Can you put a cost on the contribution of the environment to our health and happiness?
Yes, according to the authors of a study from the University of California. They say cities that invest in encouraging their citizens to be physically active show better economic productivity, higher property values and improved school performance. They also have a healthier population which takes less time off work, and puts less pressure on the public health system.
In short, putting money into green spaces and better transport – including walking and cycling – clears the air and the roads, and makes our towns and cities nicer places to live, work and visit.
Studies like this one, and a whole host of others, is among the reasons I’m backing more use of the planning system, through tools such as planning obligation agreements, and possibly a community infrastructure levy, to help deliver better places.

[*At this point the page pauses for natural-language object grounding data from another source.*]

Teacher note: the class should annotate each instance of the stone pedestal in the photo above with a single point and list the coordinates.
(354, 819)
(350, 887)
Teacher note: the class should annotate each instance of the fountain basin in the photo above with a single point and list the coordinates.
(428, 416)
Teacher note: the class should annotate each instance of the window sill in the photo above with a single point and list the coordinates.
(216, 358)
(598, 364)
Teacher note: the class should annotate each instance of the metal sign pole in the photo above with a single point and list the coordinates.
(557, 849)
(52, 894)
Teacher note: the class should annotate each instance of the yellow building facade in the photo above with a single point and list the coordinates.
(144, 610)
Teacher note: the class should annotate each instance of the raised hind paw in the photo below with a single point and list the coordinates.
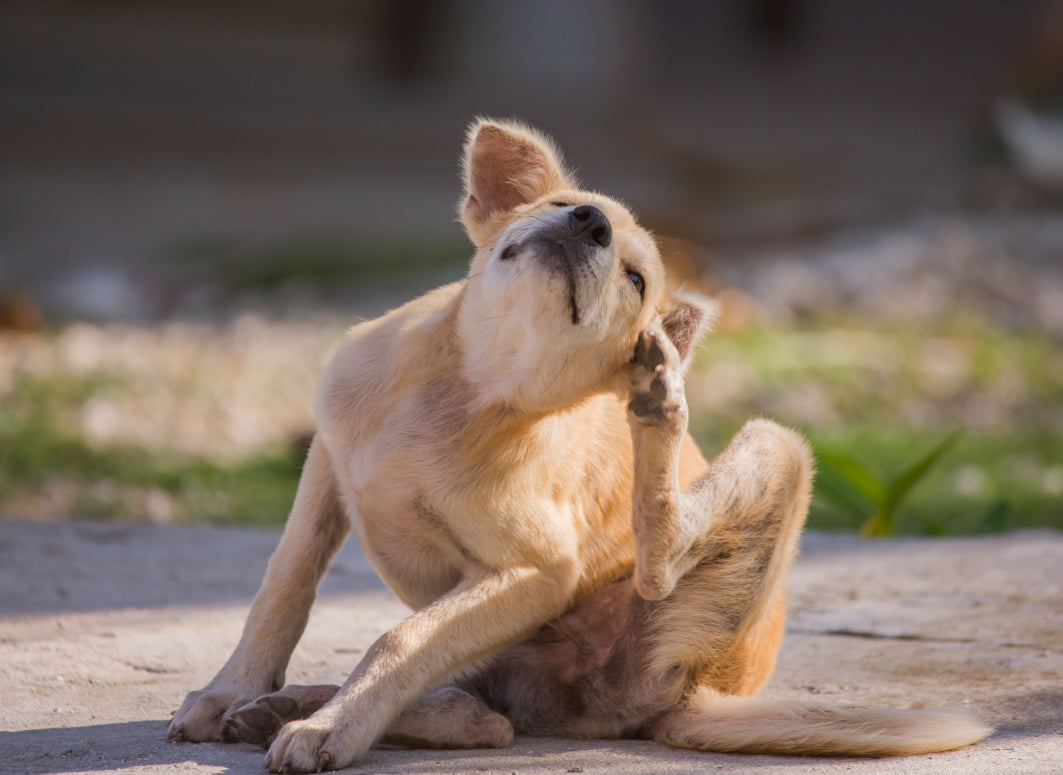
(259, 721)
(657, 386)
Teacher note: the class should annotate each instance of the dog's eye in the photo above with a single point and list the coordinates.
(638, 282)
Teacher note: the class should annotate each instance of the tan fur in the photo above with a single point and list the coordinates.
(511, 453)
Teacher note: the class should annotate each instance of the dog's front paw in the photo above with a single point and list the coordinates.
(258, 722)
(200, 718)
(313, 745)
(657, 387)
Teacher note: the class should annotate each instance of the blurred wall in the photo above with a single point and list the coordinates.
(130, 128)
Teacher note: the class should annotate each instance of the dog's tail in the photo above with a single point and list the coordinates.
(752, 725)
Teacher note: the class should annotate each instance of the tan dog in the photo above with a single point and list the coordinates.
(511, 453)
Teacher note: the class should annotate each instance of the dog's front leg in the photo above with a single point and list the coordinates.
(315, 531)
(481, 616)
(657, 415)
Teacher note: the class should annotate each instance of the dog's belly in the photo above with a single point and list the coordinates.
(584, 674)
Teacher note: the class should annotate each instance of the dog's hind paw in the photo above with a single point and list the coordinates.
(259, 721)
(657, 386)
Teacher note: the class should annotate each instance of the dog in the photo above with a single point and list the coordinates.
(511, 452)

My aim is two-fold. I want to fairly share the cost of meeting the impact of new development, especially in built up areas, particularly St Helier, and help residents and workers benefit from the increase in land value that follows the granting of planning permission.
Disruption for residents
I recognise that once works starts on a new development, there can be months of disruption for residents and workers in the area as new drains are installed, home and offices constructed and roads dug up for utilities.
And when the project’s finished, there’s often more pressure on roads, transport, community facilities, and public spaces. A planning obligation agreement means the cost of improving these amenities is shared by both the developer and the public, rather than the tax payer alone.
What have POAs done for us?
In recent years planning obligation agreements have helped pay for:
- Upgrading of the local surface water and foul sewerage infrastructure
- New bus shelters
- Local traffic calming, extended and improved footpaths, and better pedestrian crossings
- New public open space – both inside buildings such as the Chart Room in Castle Quay, and outside, like the new public space in front of the redeveloped Southampton Hotel
- Contributions to the cost of running public transport
I intend to use planning obligation agreements more comprehensively and consistently, and there’ll shortly be new guidelines for developers on their use. Future initiatives that could be funded in part or whole include:
- Better facilities for pedestrians and cyclists
- Environmental improvements in town streets and spaces
- Creating more public spaces or improving existing ones
Secondly, once planning permission is granted, the value of the land can rise. There’s a case, I believe, for a small element of that increase in value to be directed to projects which benefit the area – in England this is known as a community infrastructure levy or CIL. It’s a durable way of capturing some of the benefits of increases in land values for the community, which can be invested in public infrastructure – public spaces and community facilities – to help deliver better places to live and work.
Viable and appropriate
I spoke to the construction industry about these ideas last year. We’ll be carrying out a more serious exploration of the potential for a community infrastructure levy soon and it’ll be the subject of wide consultation and engagement to ensure that any scheme is viable and appropriate to Jersey.
It’s one of a number of initiatives proposed by the Future St Helier ministerial group that I chair, working on the Council of Minister’s objective of making St Helier a more attractive place to live in, work in and visit (more of which to follow in due course).
If the many scientific papers on the subject are to be believed, this would help Jersey maintain its place in an increasingly globalised, competitive and mobile world by offering its existing and future residents the prospect of a better environment and help provide the health and happiness that we all seek.